Elazığ'da Tıp Fakültesi öğrencisi Enes Kara'nın intiharını haber yaptığı gerekçesiyle işten atılan yerel gazeteci Faik Akgün, RS FM'de Atilla Güner'le Akşam Postası'na konuk oldu.
Akgün, "Enes'in ölümü ilk olarak Elazığ genelinde 'Evinin önünde ölü bulundu' diye geçti, sonrasında Enes'in videosu sosyal medyada çıkınca intihar olduğu ortaya çıktı. Enes'in intihar ettiği yeri tespit etmek için yoğun bir uğraş verdik. Sonra araştırma yapmaya başladık. Cemaatin orada kiraladığı ya da satın aldığı tek bir daire var onu da şuradan biliyoruz; Enes'lerin kaldığı dairenin kapısında Risale-i Nur'dan çıkartmalar yapıştırılmış. Komşularla da konuştuk ve onlar da evin cemaat evi olduğunu ve Nurculara ait olduğunu her dönem farklı öğrencilerin gelip gittiğini hatta öğrencilerin başında cemaat tarafından görevlendirilen abileri olduğunu evi de 15 yılı aşkın süredir cemaatin kullandığını söylediler" ifadelerini kullandı.
'30 tarikatın 28'i Elazığ'da'
Enes Kara'nın ölümünün üzerinden günler geçmesine rağmen hala ön otopsi raporunun açıklanmadığını anımsatan Akgün, şunları söyledi:
"Elazığ için açıklama yapması gereken vali henüz açıklama yapmadı. Enes'in okulunun bağlı bulunduğu rektör ve dekan açıklama yapmadı. Elazığ, tamamen cemaatlerin yuvası haline gelmiş konumda. Türkiye genelinde 30 küsur tarikat varsa, bu tarikatların en az 28'inin en kolay şekilde örgütlendiği yer Elazığ. Enes'in haberini internet sitesinde yayınladık ve cemaate mensup olduğunu ifade eden şahıslar gazetenin telefonunu arayarak bana önce hakaret sonrasında da tehdit ettiler. Telefonda beni dinsizlikle, kafirlikle, kafirlere hizmet etmekle suçladılar. Haberin devamının geleceğini belirttiğim zaman da beni ölümle tehdit etmeye çalıştılar. 'İslam'ın nurunu tamamlanmasına engel olamayacağımız' gibi garip garip tehditler etmeye başladılar."

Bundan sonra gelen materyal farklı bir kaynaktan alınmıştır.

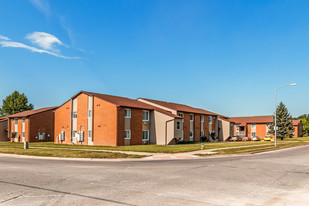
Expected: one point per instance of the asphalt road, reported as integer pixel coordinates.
(276, 178)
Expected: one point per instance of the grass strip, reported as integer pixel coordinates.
(256, 148)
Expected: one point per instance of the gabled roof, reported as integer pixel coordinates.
(181, 107)
(31, 112)
(119, 101)
(296, 122)
(243, 121)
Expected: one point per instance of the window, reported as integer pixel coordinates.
(145, 115)
(74, 115)
(127, 134)
(127, 113)
(191, 134)
(146, 135)
(178, 125)
(180, 114)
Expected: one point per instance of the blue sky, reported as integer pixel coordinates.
(223, 56)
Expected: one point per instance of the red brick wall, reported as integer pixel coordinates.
(197, 127)
(104, 123)
(42, 122)
(3, 132)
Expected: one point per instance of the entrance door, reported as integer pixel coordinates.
(16, 130)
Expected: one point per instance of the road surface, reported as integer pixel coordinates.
(276, 178)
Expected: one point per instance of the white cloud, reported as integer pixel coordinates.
(5, 42)
(42, 5)
(44, 40)
(4, 38)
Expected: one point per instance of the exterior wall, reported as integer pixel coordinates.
(225, 129)
(62, 122)
(197, 128)
(3, 132)
(161, 131)
(105, 123)
(40, 123)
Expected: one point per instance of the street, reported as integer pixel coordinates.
(274, 178)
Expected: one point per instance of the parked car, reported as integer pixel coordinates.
(267, 138)
(246, 139)
(256, 139)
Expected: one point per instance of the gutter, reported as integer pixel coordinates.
(166, 129)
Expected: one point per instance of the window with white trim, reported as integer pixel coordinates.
(127, 134)
(127, 113)
(145, 134)
(145, 115)
(178, 125)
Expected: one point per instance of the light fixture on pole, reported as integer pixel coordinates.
(293, 84)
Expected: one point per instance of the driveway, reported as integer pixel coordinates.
(274, 178)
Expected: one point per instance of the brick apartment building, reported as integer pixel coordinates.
(99, 119)
(33, 125)
(3, 129)
(195, 123)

'Gövde gösterisi yapıyorlar'
Gazeteci Akgün, tehditlerden sonra gazete yönetimine ulaşıldığını ifade ederek, "Telefonda beni tehdit edenler istediklerini benden duyamayınca gazetenin imtiyaz sahibi ve genel yayın yönetmenine ulaşıyorlar, o da haberi siteden çıkarıyor, gazetede de basılmasına izin vermiyor. Bir sonraki gün genel yayın yönetmeni toplantı istedi ve gazetenin diğer çalışanları benimle ilgili olmayan rahatsızlıklardan bahsettiler ve işimi düzgün yapamadığımı bahane ederek beni yazı işleri müdürlüğü görevimden aldılar. Şu an beni işten çıkarmadılar, çünkü yerel gazeteler resmi ilanlarla dönen gazetelerdir ve resmi ilanı almak istiyorsanız kadronuzda belirli sayıda personel bulundurmanız gerekiyor ve beni çıkarttıkları takdirde sayı düşeceği için şu an görevden almakla yetindiler diye düşünüyorum" diye konuştu.
"Bu yapılar dernek ve vakıf adı altında örgütlenip okuma evleri açıyorlar. Siyasi partilerin içinde bile örgütlenmeleri var" vurgusunu yapan Akgün, şöyle devam etti:
"Elazığ Mustafapaşa mahallesinde görünüşte bir vakıf ama okuma şeklinde dükkandan bozma bir yer yapıp ve belirli günlerde 5-6 yaşlarındaki çocukların başlarına fes giydiriyor sokaklarda gezdiriyorlar. Adeta gövde gösterisi yapar gibi. Bu durum karşısında ilk tepki vermesi gereken muhalefet susuyor, gazeteler de sesini çıkarmıyor görmezden geliyor."